Dava, 3402 sayılı Kadastro Kanunu’na 5831 sayılı Kanun’un 8/1. maddesi ile eklenen Ek-4. maddesi uyarınca yapılan kadastro çalışması sonucunda düzenlenen kadastro tutanağının beyanlar hanesindeki kullanım kadastrosuna itiraz niteliğinde olduğu, bu tür davaların dinlenebilmesi için kadastro çalışmasına tabi tutulan taşınmazın Hazinenin mülkiyetinde bulunması gerekir. Eldeki davada, çekişmeli taşınmazlar dava tarihinde Hazine adına kayıtlı olmakla birlikte, yargılama sırasında (06.03.2019 tarihinde); lehlerine kullanım şerhi bulunan davalılar … ve …’a 6292 sayılı Kanun uyarınca satılmış ve böylelikle taşınmazlar Hazinenin mülkiyetinden çıkmıştır. Taşınmazların davalılar adına tapuya tescil edilmesi nedeniyle artık şerhe yönelik davanın dinlenme olanağı kalmamış ve konusuz kalmıştır. 6100 sayılı Hukuk Muhakemeleri Kanunu’nun 331. maddesinin birinci fıkrasında” davanın konusuz kalması sebebiyle davanın esası hakkında bir karar verilmesine gerek bulunmayan hallerde, hâkim, davanın açıldığı tarihteki tarafların haklılık durumuna göre yargılama giderlerine takdir ve hükmeder” şeklindeki düzenleme doğrultusunda, davanın açıldığı tarihte haksız olduğu tespit edilen taraf yargılama giderini ödemekle yükümlü olacaktır.

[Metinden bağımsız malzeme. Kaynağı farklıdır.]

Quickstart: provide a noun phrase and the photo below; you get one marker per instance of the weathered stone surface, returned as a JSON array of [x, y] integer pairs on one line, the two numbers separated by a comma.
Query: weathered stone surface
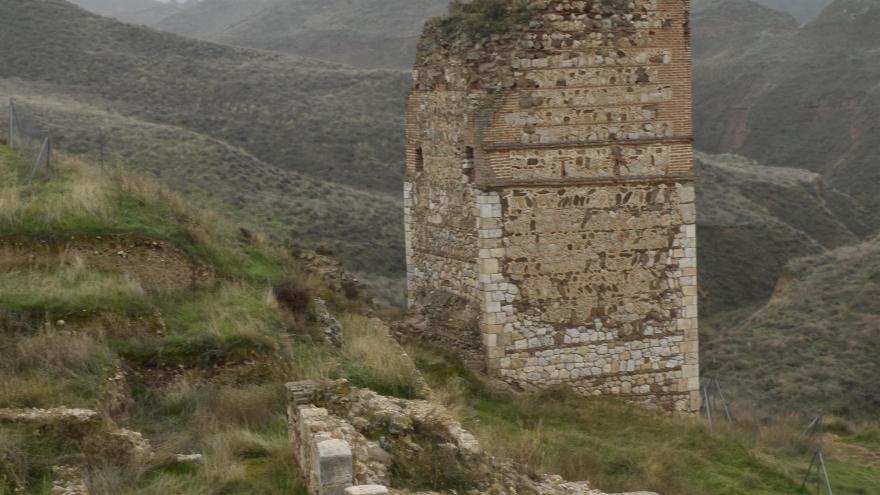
[[406, 428], [68, 481], [334, 466], [550, 190], [49, 416]]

Hal böyle olunca; Mahkemece, davanın konusuz kalması nedeniyle, esas hakkında karar verilmesine yer olmadığına hükmedilmesi gerekirken, davanın kısmen kabulü ile 142 ada 17 nolu parselde tapu kaydınını muhdesat bilgileri bölümünde …’a ait olan hisseye isabet eden 3 tane daireden en alt kattaki tek dairenin …’a aidiyetine, bu dairenin …’un fiili kullanımında olduğunun tapu kaydının beyanlar hanesine şerh edilmesine, …’un hissesine isabet eden kalan 2 adet dairenin şerhte olduğu gibi … üzerinde bırakılmasına karar verilmesi isabetsiz olduğu gibi Bölge Adliye Mahkemesince İlk Derece Mahkemesine ait kararın kaldırılarak davanın reddine karar verilmesi de isabetsiz olup bozmayı gerektirmiştir.
SONUÇ: Yukarıda açıklanan nedenlerle davacılar vekilinin temyiz itirazlarının kabulü ile Bölge Adliye Mahkemesi kararının yukarıda yazılı nedenlerle 5311 sayılı Kanun ile değişik İİK’nun 364/2. maddesi yollamasıyla uygulanması gereken 6100 sayılı HMK’nin 373/2. maddeleri uyarınca Bölge Adliye Mahkemesi kararının BOZULMASINA dosyanın kararı veren Bölge Adliye Mahkemesine gönderilmesine, peşin harcın istek halinde temyiz edene iadesine 26.05.2022 tarihinde oy birliğiyle karar verildi.